The conference had been prepared in three stages. The first step was the writing of a framework document, which set out in some detail the proposed range of issues to be covered by the conference. The framework document signalled that many historians and social scientists have concentrated their research primarily on dock strikes and trades union. For the purpose of meeting the standards of modern social history, this can be no more than a first step. Taking dock workers (male and female) as a focal point and using a broad social and historical perspective, it is also important to analyse their everyday life (including divisions of gender, race and class, working, housing and family conditions), as well as the economic structures and organizations that have influenced their working and living conditions. Not all the attention should be concentrated on the classical 'casual age' of dock work and its demise, but the earlier artisanal phase should be examined and analysed.
Port reports
On the basis of this framework document, some twenty-five reports on different ports were collected. These were drawn up by experts on the respective ports, along the lines indicated by the framework document. Among the ports covered were London, Hamburg, Hull, and New York, as well as Shanghai, Mombassa, Auckland, Tanga, and Bombay. The port reports have been published as a research paper by the International Institute of Social History.
In the third and final phase leading up to the conference, a number of participants wrote a comparative discussion paper on aspects of dock labour, basing their work to a large extent on the port reports. Themes covered included the formation and reproduction of dockers as an occupational group, the work process, state influence, and ethnic differences.

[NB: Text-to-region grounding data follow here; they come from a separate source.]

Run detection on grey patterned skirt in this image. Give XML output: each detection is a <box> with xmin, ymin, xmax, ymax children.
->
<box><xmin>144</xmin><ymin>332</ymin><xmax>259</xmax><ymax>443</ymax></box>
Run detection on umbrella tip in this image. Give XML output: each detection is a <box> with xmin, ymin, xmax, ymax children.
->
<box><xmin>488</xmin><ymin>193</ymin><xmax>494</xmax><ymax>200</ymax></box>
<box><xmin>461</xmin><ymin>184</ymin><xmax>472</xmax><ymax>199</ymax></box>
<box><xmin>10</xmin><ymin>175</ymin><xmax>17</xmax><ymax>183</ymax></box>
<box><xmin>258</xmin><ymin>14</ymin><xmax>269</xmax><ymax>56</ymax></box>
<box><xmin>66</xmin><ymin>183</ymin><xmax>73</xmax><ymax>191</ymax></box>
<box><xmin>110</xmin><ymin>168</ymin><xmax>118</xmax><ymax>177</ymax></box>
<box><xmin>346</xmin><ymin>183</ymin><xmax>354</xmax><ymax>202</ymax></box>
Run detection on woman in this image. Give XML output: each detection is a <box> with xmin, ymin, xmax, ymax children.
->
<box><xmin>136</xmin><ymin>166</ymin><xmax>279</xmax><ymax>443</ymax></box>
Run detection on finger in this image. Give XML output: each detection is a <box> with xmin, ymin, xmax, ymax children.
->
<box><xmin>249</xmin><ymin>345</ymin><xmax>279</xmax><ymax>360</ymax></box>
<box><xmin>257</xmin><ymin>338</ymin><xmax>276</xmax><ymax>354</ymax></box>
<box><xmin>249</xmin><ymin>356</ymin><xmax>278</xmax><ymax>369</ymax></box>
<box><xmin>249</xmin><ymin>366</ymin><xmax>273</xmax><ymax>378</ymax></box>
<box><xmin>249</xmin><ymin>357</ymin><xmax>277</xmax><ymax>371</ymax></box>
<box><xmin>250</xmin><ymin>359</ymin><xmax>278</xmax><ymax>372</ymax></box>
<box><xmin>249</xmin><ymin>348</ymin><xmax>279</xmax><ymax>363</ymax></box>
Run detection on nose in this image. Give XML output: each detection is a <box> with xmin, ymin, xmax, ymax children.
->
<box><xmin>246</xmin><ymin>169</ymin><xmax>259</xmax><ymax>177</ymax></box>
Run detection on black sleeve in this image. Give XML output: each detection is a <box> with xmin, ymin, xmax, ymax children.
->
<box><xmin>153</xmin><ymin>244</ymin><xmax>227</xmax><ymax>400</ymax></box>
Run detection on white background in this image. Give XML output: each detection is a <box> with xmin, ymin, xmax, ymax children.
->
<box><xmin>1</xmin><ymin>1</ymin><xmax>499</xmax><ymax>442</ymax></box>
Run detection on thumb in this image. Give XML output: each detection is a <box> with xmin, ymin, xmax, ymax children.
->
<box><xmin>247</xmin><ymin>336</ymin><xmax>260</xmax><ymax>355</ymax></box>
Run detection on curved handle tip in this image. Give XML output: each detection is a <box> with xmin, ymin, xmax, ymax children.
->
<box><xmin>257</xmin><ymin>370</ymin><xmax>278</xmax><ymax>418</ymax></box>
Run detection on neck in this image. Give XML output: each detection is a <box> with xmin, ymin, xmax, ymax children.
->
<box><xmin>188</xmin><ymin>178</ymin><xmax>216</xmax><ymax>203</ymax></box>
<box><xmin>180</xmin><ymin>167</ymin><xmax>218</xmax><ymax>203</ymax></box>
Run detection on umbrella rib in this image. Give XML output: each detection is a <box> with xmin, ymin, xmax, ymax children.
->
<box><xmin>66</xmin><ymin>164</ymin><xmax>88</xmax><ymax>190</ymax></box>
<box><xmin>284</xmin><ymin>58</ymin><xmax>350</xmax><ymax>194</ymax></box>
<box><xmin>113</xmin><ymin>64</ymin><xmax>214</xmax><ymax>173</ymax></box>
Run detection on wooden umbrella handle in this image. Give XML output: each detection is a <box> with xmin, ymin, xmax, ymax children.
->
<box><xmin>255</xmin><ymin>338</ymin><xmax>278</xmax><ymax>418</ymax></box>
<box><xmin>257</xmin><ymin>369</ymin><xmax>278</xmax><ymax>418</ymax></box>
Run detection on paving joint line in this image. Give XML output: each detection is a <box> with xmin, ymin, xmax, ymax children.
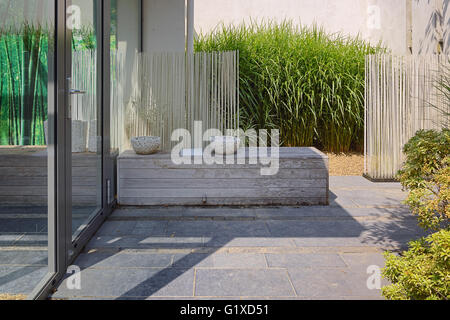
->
<box><xmin>0</xmin><ymin>246</ymin><xmax>47</xmax><ymax>251</ymax></box>
<box><xmin>108</xmin><ymin>214</ymin><xmax>413</xmax><ymax>222</ymax></box>
<box><xmin>83</xmin><ymin>246</ymin><xmax>385</xmax><ymax>255</ymax></box>
<box><xmin>285</xmin><ymin>269</ymin><xmax>299</xmax><ymax>297</ymax></box>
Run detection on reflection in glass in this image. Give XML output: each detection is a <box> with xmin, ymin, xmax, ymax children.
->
<box><xmin>108</xmin><ymin>0</ymin><xmax>140</xmax><ymax>203</ymax></box>
<box><xmin>0</xmin><ymin>0</ymin><xmax>53</xmax><ymax>298</ymax></box>
<box><xmin>70</xmin><ymin>0</ymin><xmax>102</xmax><ymax>239</ymax></box>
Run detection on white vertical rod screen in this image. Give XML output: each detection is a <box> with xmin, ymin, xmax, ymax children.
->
<box><xmin>121</xmin><ymin>50</ymin><xmax>239</xmax><ymax>152</ymax></box>
<box><xmin>365</xmin><ymin>54</ymin><xmax>449</xmax><ymax>180</ymax></box>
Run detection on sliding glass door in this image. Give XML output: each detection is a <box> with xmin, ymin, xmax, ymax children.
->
<box><xmin>0</xmin><ymin>0</ymin><xmax>112</xmax><ymax>299</ymax></box>
<box><xmin>64</xmin><ymin>0</ymin><xmax>113</xmax><ymax>269</ymax></box>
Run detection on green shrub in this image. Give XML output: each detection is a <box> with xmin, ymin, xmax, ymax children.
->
<box><xmin>382</xmin><ymin>229</ymin><xmax>450</xmax><ymax>300</ymax></box>
<box><xmin>195</xmin><ymin>21</ymin><xmax>385</xmax><ymax>152</ymax></box>
<box><xmin>398</xmin><ymin>129</ymin><xmax>450</xmax><ymax>231</ymax></box>
<box><xmin>383</xmin><ymin>129</ymin><xmax>450</xmax><ymax>300</ymax></box>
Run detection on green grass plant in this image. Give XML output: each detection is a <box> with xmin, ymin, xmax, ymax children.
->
<box><xmin>195</xmin><ymin>20</ymin><xmax>386</xmax><ymax>152</ymax></box>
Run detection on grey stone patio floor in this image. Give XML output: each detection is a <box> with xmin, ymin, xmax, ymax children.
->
<box><xmin>45</xmin><ymin>176</ymin><xmax>427</xmax><ymax>300</ymax></box>
<box><xmin>0</xmin><ymin>206</ymin><xmax>96</xmax><ymax>295</ymax></box>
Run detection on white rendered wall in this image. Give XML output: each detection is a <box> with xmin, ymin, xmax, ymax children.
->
<box><xmin>194</xmin><ymin>0</ymin><xmax>448</xmax><ymax>55</ymax></box>
<box><xmin>142</xmin><ymin>0</ymin><xmax>186</xmax><ymax>52</ymax></box>
<box><xmin>117</xmin><ymin>0</ymin><xmax>141</xmax><ymax>103</ymax></box>
<box><xmin>413</xmin><ymin>0</ymin><xmax>449</xmax><ymax>55</ymax></box>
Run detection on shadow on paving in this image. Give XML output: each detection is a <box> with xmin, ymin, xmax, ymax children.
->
<box><xmin>51</xmin><ymin>197</ymin><xmax>427</xmax><ymax>299</ymax></box>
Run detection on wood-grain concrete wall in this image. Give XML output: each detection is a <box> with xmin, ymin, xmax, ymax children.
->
<box><xmin>118</xmin><ymin>147</ymin><xmax>329</xmax><ymax>206</ymax></box>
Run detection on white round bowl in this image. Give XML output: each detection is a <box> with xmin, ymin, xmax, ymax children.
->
<box><xmin>131</xmin><ymin>136</ymin><xmax>161</xmax><ymax>155</ymax></box>
<box><xmin>210</xmin><ymin>136</ymin><xmax>241</xmax><ymax>155</ymax></box>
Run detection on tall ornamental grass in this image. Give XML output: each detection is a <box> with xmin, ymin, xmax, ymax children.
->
<box><xmin>195</xmin><ymin>21</ymin><xmax>386</xmax><ymax>152</ymax></box>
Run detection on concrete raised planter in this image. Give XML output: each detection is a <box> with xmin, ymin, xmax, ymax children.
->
<box><xmin>117</xmin><ymin>147</ymin><xmax>329</xmax><ymax>206</ymax></box>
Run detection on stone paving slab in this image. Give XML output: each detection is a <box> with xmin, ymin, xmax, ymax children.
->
<box><xmin>253</xmin><ymin>206</ymin><xmax>411</xmax><ymax>219</ymax></box>
<box><xmin>0</xmin><ymin>234</ymin><xmax>23</xmax><ymax>246</ymax></box>
<box><xmin>95</xmin><ymin>221</ymin><xmax>137</xmax><ymax>237</ymax></box>
<box><xmin>173</xmin><ymin>253</ymin><xmax>268</xmax><ymax>269</ymax></box>
<box><xmin>0</xmin><ymin>206</ymin><xmax>48</xmax><ymax>214</ymax></box>
<box><xmin>329</xmin><ymin>176</ymin><xmax>402</xmax><ymax>189</ymax></box>
<box><xmin>203</xmin><ymin>236</ymin><xmax>296</xmax><ymax>248</ymax></box>
<box><xmin>265</xmin><ymin>220</ymin><xmax>366</xmax><ymax>238</ymax></box>
<box><xmin>53</xmin><ymin>268</ymin><xmax>195</xmax><ymax>299</ymax></box>
<box><xmin>166</xmin><ymin>221</ymin><xmax>271</xmax><ymax>237</ymax></box>
<box><xmin>291</xmin><ymin>237</ymin><xmax>376</xmax><ymax>247</ymax></box>
<box><xmin>340</xmin><ymin>253</ymin><xmax>387</xmax><ymax>271</ymax></box>
<box><xmin>287</xmin><ymin>267</ymin><xmax>384</xmax><ymax>299</ymax></box>
<box><xmin>12</xmin><ymin>234</ymin><xmax>48</xmax><ymax>247</ymax></box>
<box><xmin>86</xmin><ymin>236</ymin><xmax>205</xmax><ymax>250</ymax></box>
<box><xmin>265</xmin><ymin>253</ymin><xmax>346</xmax><ymax>268</ymax></box>
<box><xmin>182</xmin><ymin>207</ymin><xmax>258</xmax><ymax>218</ymax></box>
<box><xmin>0</xmin><ymin>219</ymin><xmax>46</xmax><ymax>233</ymax></box>
<box><xmin>110</xmin><ymin>207</ymin><xmax>189</xmax><ymax>219</ymax></box>
<box><xmin>0</xmin><ymin>250</ymin><xmax>47</xmax><ymax>266</ymax></box>
<box><xmin>76</xmin><ymin>252</ymin><xmax>173</xmax><ymax>269</ymax></box>
<box><xmin>130</xmin><ymin>221</ymin><xmax>168</xmax><ymax>236</ymax></box>
<box><xmin>194</xmin><ymin>269</ymin><xmax>295</xmax><ymax>297</ymax></box>
<box><xmin>0</xmin><ymin>266</ymin><xmax>47</xmax><ymax>294</ymax></box>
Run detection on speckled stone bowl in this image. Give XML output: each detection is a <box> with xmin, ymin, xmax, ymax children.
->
<box><xmin>131</xmin><ymin>136</ymin><xmax>161</xmax><ymax>155</ymax></box>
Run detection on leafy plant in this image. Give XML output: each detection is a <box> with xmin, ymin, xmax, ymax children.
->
<box><xmin>72</xmin><ymin>25</ymin><xmax>96</xmax><ymax>51</ymax></box>
<box><xmin>195</xmin><ymin>20</ymin><xmax>386</xmax><ymax>152</ymax></box>
<box><xmin>382</xmin><ymin>229</ymin><xmax>450</xmax><ymax>300</ymax></box>
<box><xmin>398</xmin><ymin>129</ymin><xmax>450</xmax><ymax>231</ymax></box>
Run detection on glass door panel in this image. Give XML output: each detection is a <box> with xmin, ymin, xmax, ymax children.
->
<box><xmin>68</xmin><ymin>0</ymin><xmax>102</xmax><ymax>239</ymax></box>
<box><xmin>0</xmin><ymin>0</ymin><xmax>55</xmax><ymax>298</ymax></box>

The broad comparative approach, both in time and geographical scope, proved very stimulating. Before the casual period, for instance, there often was a guild phase, in which specialized workers were responsible for loading and unloading cargo. Guild as a word may have a European ring to it, but the port reports drew our attention to the fact that guilds or guild-like organizations were to be found all over the world. Typical of the guild configuration is that a particular group has a monopoly on loading or unloading. This can be shaped by technical reasons, for instance, because the harbour cannot be reached by sea-going vessels and goods have to be taken on board lighters first. This situation allowed the lightermen of Madras to operate in a guild-like manner in the second half of the eighteenth century. In other cases guilds were established because the city authorities granted a monopoly to an association of workers. When these were also involved in measuring, weighing of packing of merchandise, it was easier to argue that they should be public officials and have a monopoly.
After this guild period the classical phase of casual dock labour set in. This ended around 1960, some time before containers came into use. It is interesting to see how global this change was. Even in the African context, where casual dock labour had connotations totally different from those in ports in the industrialized North, decasualization took place. This decasualization was not motivated by the technological demands of worldwide containerization which can be shown by the example of Shanghai. There goods were loaded from containers into lighters before being brought to shore.
The phase of the classical casual dock worker was limited in space and time, and this limitation extended to the social sphere. In many ways dock workers proved to be an integral part of society, the dockers' wages only a part of household income, and dock labour often a transitory phase in the life cycle. All in all, the image of dockers was shorn of some of its exotism, partly thanks to the inclusion of 'exotic' ports in the analysis.